7 We should aggressively and expensively treat fat people only
if they will be very expensive to the state if they go untreated.
Our interests, not theirs, should be uppermost in our mind.
8 We need to be bold about describing the sociology of fatness.
Rich people have always tended to fatness, because they had access
to rich foods and a disinclination to physical work. They spent
fortunes at fat-farms and on quack diets and remedies, and mostly
stayed fat. None of us worried about them. Now, the ex-working class
are suddenly in the same sort of position, but with even less understanding
of the need for self-discipline. They'll learn, and in the meantime
we should not indulge the one big problem they face (apart from
being big): they are self-indulgent.
9 Four out of five children aren't obese. It is a mistake to pathologise
fat people, and even ore so to pathologise a whole generation.

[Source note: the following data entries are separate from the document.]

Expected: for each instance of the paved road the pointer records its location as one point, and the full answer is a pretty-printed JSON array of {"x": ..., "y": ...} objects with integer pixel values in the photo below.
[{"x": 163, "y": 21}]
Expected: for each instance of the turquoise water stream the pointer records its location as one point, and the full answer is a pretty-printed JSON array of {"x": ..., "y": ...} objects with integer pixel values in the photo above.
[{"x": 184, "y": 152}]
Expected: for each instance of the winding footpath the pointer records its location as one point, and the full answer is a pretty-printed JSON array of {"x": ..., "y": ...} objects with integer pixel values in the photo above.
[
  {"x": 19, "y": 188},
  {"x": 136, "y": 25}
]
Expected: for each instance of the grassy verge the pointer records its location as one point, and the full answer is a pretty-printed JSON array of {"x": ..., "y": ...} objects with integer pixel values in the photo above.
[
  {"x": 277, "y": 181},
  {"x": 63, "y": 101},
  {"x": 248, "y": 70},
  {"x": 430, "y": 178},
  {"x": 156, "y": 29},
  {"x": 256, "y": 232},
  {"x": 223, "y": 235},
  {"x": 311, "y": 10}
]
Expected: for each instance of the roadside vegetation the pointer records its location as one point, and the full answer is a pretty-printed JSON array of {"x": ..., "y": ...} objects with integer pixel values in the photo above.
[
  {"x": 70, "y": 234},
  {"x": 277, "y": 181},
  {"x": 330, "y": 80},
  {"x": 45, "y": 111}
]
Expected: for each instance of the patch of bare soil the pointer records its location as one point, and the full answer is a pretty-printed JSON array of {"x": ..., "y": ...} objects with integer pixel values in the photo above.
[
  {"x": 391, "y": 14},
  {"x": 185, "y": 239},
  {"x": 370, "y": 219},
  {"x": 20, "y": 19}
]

10 Men born in the 1920s and 1930s are outperforming longevity
trends. This is interesting since though they understood the idea
of shortage (food was scarce or plain until the early 1950s) they
are the first generation of people to experience Mass Affluence.
I don't know what this tells us, except perhaps that it is childhood
which fixes our eating habits. It fixed mine as a fat-loving sugar-phile
hoovering down everything that was available and loving food.